A journey into Gatsby-era New York, as inspired by the NYT's brave anthropological study of Brooklyn Hipsterdom
You know you’re in 1920’s New York when someone in a pinstripe suit and a bowler hat tells you that his line of work is “night-running bathtub gin.”
I’m locked in a conversation with a stoic sort of alcohol salesman who spends his nights shuttling illegal grain alcohol from port to port, and his day drinking said alcohol. He smells perpetually of musky, hand-distilled liquor. He is the essence of DIY.
“Is it locally produced?” I ask, in an ill-concealed attempt to blend in. His only answer is a wry smile.
O, Bohemia! I’m confused, and fairly frightened by it, like a newly born duckling struggling with its first brave steps. I want to become a flapper, become a part of this community I've heard and read so much about. After giving the matter the calculated consideration of a father naming his first-born son, I’ve decided that the only way to fully understand their culture is to immerse myself in all its unwashed beauty.
In all of its smoky saloons, and long stemmed cigarettes, and women with men’s haircuts—a thing I do not pretend to understand.
And so this 42-year-old avowed Victorian woman (born 1880) pledged to spend two uncomfortable nights exploring this commodified urban landscape of youth in New York City. It’s strange, having been born on the cusp of this, shall we say, cultural shift—I am at once acutely attuned to and removed from it. I am not a flapper, but if not for my advanced age and dislike of feathers, I could have been one.

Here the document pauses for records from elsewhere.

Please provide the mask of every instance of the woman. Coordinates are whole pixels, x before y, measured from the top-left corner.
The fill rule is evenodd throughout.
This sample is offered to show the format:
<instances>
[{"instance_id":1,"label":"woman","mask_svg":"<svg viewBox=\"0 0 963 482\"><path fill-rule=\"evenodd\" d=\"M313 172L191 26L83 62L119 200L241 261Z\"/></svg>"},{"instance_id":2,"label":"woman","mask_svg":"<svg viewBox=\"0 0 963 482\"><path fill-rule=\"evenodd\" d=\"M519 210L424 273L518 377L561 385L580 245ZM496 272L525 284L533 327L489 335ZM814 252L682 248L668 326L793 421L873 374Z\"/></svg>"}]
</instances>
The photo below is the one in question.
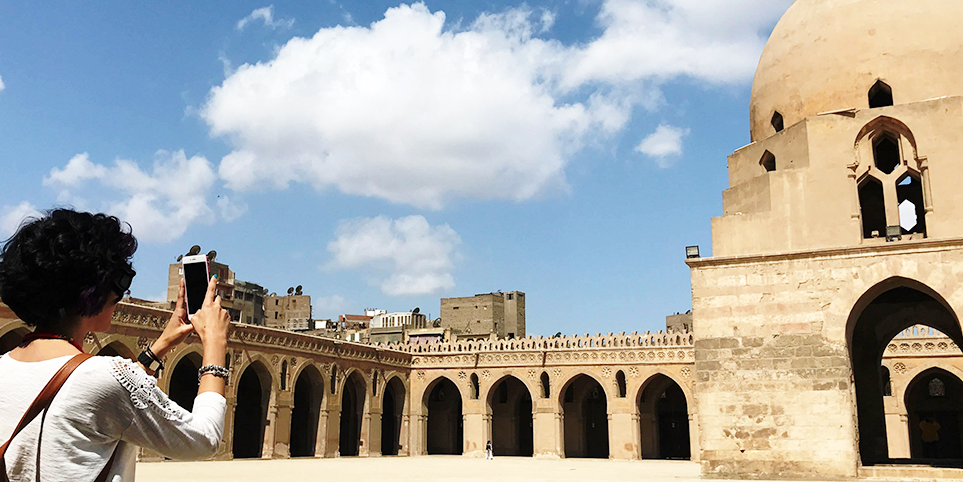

The first night I checked into the Plaza Hotel, awash in warm light and plush carpeting—a mixture of old world elegance and decidedly new world ideals. The tea garden out back was littered with provocative urban transplants younger and more wild than myself, unaware of, or perhaps unconcerned with, the volume of their speech.
I left the hotel and began to walk along Fifth Avenue, a veritable ocean of waxed mustaches. Though appealing, I felt it wasn't a shave that my feminine facade needed, but rather an instrument of disguise. I stopped by DeLacy’s hat shop on Park Avenue to begin my transformation. I was taken aback by the owner’s almost immediate input regarding my appearance. “You look like quite a high hat doll,” she yelped, which I was later told meant I looked like a snob. I reminded myself not to take her judgment seriously. This is the way of the flappers, I thought, and how can I turn their lives into an anthropological study if I don’t keep an open mind? I told her: “I’m going for a Zelda Fitzgerald look. I want to look like a flailing ballerina with the potential to be ruined by mental instability.”
She fashioned me with a deep chocolate mink hat, but I felt like the fur made my nose tingle. After many false starts, we settled on a forest green cloche hat, which I bought for $27. Gaining confidence in my flapper assimilation, I again asked, “Was this made locally?”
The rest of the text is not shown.